Personalmente vivevo i miei anni di università, lontano dal Molise a Roma, non avevo il cellulare ma la tesca piena di gettoni telefonici, nel 76 feci la mia esperienza di volontario in Friuli nel post terremoto, anni meravigliosi che al di là delle condizioni economiche mi fanno ripensare alla mia spensierata gioventù, personalmente io, anche se non intervistato sono tra coloro che rimpiangono quegli anni e non solo.

Sarà per la nostalgia della gioventù o realtà dell’ epoca di quando Berta Filava, ma tantissimi hanno uno sguardo indulgente sul passato, scordando gli aspetti negativi e critici; e invece a non perdonare nulla al presente, mettendo in ombra gli aspetti positivi, del passato emerge ciò che avevamo, del presente ciò che ci manca.

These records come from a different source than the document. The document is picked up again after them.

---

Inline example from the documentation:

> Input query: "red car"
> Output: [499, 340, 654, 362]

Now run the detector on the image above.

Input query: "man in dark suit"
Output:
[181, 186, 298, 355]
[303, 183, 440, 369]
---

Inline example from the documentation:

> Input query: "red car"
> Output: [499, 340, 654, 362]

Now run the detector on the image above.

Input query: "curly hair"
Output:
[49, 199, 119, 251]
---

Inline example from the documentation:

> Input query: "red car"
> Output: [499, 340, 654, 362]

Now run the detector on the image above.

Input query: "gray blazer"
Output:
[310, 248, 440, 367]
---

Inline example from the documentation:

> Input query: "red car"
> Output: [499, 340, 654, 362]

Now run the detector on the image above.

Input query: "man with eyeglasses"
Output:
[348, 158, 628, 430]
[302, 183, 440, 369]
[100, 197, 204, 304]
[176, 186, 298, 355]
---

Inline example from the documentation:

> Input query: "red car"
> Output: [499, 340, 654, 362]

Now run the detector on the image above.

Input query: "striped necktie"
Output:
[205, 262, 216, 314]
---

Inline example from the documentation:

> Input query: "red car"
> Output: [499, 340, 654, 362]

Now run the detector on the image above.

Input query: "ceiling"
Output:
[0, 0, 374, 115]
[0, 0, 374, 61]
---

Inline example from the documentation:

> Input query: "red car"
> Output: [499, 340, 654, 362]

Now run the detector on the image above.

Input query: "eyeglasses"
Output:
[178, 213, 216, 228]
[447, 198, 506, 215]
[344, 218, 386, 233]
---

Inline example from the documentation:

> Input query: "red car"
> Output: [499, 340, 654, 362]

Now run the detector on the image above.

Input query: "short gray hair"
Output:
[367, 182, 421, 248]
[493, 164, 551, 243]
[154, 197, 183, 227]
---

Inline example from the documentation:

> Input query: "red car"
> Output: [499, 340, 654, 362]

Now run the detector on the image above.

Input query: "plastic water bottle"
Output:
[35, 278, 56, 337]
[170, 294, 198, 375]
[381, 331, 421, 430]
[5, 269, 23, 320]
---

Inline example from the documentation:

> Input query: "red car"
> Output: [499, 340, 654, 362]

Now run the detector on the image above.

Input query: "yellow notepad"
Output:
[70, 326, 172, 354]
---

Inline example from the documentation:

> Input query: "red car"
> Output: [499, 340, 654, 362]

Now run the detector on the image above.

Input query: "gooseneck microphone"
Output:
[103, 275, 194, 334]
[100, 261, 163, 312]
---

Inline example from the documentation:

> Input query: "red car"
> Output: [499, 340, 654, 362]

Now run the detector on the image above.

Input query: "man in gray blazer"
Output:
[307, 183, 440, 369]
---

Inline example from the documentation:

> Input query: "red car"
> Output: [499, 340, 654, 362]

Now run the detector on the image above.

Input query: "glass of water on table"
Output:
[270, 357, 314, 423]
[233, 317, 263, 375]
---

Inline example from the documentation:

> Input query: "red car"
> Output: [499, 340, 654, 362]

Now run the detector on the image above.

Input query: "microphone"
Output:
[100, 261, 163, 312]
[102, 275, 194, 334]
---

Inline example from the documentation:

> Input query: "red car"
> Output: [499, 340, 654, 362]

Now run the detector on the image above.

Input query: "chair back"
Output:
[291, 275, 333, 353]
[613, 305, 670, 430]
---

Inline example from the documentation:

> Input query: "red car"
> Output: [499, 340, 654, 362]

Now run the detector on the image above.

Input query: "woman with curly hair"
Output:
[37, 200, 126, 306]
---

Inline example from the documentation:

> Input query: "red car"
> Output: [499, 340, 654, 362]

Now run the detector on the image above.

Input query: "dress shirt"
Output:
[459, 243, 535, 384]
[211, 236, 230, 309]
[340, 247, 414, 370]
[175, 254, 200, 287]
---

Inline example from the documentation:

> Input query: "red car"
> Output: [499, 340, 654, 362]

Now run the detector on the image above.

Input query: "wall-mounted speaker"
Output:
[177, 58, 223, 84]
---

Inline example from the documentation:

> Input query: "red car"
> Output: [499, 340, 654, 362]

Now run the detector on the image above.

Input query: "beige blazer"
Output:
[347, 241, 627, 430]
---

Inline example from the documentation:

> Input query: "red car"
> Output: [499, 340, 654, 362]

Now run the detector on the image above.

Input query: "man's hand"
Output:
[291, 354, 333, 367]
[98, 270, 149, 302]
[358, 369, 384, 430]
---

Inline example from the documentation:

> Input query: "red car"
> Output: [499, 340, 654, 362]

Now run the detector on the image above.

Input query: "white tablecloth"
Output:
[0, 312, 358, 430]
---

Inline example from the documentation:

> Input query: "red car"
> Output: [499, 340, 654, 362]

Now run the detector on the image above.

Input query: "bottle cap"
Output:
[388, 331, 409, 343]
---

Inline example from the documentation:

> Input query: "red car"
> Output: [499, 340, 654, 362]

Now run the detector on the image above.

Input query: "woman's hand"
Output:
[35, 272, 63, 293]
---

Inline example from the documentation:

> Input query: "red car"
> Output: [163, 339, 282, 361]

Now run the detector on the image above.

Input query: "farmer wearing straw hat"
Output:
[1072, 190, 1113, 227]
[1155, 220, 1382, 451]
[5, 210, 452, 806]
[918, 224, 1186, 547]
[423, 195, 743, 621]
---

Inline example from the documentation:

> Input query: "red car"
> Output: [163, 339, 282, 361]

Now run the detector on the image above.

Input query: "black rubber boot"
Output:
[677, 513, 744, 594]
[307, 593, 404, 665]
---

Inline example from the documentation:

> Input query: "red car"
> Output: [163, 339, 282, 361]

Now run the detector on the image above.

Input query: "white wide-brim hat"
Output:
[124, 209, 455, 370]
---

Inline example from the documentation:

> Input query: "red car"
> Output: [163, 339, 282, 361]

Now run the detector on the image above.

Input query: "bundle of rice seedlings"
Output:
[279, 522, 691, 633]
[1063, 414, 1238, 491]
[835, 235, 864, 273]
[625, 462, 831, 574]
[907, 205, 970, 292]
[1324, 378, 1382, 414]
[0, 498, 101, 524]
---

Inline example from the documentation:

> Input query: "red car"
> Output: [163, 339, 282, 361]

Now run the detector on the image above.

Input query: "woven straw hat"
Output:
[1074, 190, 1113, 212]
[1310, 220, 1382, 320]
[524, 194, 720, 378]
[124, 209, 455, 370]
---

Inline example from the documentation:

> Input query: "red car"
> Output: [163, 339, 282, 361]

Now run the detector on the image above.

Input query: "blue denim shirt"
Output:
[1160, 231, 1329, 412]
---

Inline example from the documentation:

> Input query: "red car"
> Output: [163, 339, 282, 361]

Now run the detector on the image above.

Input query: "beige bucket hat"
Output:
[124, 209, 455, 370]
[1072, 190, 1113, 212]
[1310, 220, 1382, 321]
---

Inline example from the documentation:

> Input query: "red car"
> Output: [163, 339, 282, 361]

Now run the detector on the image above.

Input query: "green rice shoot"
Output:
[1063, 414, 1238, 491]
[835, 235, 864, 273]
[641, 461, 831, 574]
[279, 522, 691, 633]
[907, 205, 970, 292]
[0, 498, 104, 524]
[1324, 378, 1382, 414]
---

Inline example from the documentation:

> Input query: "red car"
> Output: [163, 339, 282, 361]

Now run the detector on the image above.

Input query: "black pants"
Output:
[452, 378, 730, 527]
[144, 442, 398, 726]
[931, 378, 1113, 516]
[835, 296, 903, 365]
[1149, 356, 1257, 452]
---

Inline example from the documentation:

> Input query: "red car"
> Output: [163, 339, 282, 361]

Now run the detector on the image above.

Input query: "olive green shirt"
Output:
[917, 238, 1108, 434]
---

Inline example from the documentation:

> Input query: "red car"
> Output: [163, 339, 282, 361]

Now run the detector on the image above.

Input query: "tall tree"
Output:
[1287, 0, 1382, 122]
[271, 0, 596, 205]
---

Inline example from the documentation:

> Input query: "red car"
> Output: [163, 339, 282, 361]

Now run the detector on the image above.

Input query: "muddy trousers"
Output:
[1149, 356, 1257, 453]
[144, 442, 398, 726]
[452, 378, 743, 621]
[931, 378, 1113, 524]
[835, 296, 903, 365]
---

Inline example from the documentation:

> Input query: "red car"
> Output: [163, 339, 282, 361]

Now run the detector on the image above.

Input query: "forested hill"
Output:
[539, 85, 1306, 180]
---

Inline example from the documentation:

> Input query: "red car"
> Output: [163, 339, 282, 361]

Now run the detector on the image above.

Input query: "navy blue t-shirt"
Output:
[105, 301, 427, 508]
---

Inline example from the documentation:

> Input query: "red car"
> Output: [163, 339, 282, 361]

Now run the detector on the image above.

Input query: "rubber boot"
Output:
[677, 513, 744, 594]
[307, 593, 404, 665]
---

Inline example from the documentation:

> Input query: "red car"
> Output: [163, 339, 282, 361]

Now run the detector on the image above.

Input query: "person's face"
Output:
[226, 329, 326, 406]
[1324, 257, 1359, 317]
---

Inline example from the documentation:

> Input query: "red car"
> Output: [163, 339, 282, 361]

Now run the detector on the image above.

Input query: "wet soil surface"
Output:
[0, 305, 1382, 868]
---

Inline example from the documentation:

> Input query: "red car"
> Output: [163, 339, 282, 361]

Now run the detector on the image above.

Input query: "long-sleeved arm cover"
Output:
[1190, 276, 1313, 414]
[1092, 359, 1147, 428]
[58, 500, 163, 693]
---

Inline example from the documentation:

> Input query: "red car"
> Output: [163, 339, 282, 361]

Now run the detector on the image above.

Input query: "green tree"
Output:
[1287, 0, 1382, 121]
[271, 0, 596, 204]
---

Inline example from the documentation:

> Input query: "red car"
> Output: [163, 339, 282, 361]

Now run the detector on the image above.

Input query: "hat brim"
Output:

Gli italiani si piazzano sul podio dei nostalgici scontenti, sul podio campione assoluto è la Francia, molto meglio il 1975, seguita da Turchia e Italia, con il dato prevedibile dell’età: più si è in là con gli anni, più si preferisce il 1975.

Il 1975 è preferito anche là dove la ragione potrebbe e dovrebbe, sia pure a fatica, prevalere sul sentimento. La paura della guerra, la “sicurezza nelle strade”, cinquant’anni fa eravamo in piena guerra fredda, in Italia c’erano molti più omicidi, molte più rapine, il terrorismo faceva un morto ammazzato al giorno, andavi a scuola e all’università con serie possibilità di prenderti una randellata o un bullone in testa, nonostante tutto, meglio nascere allora.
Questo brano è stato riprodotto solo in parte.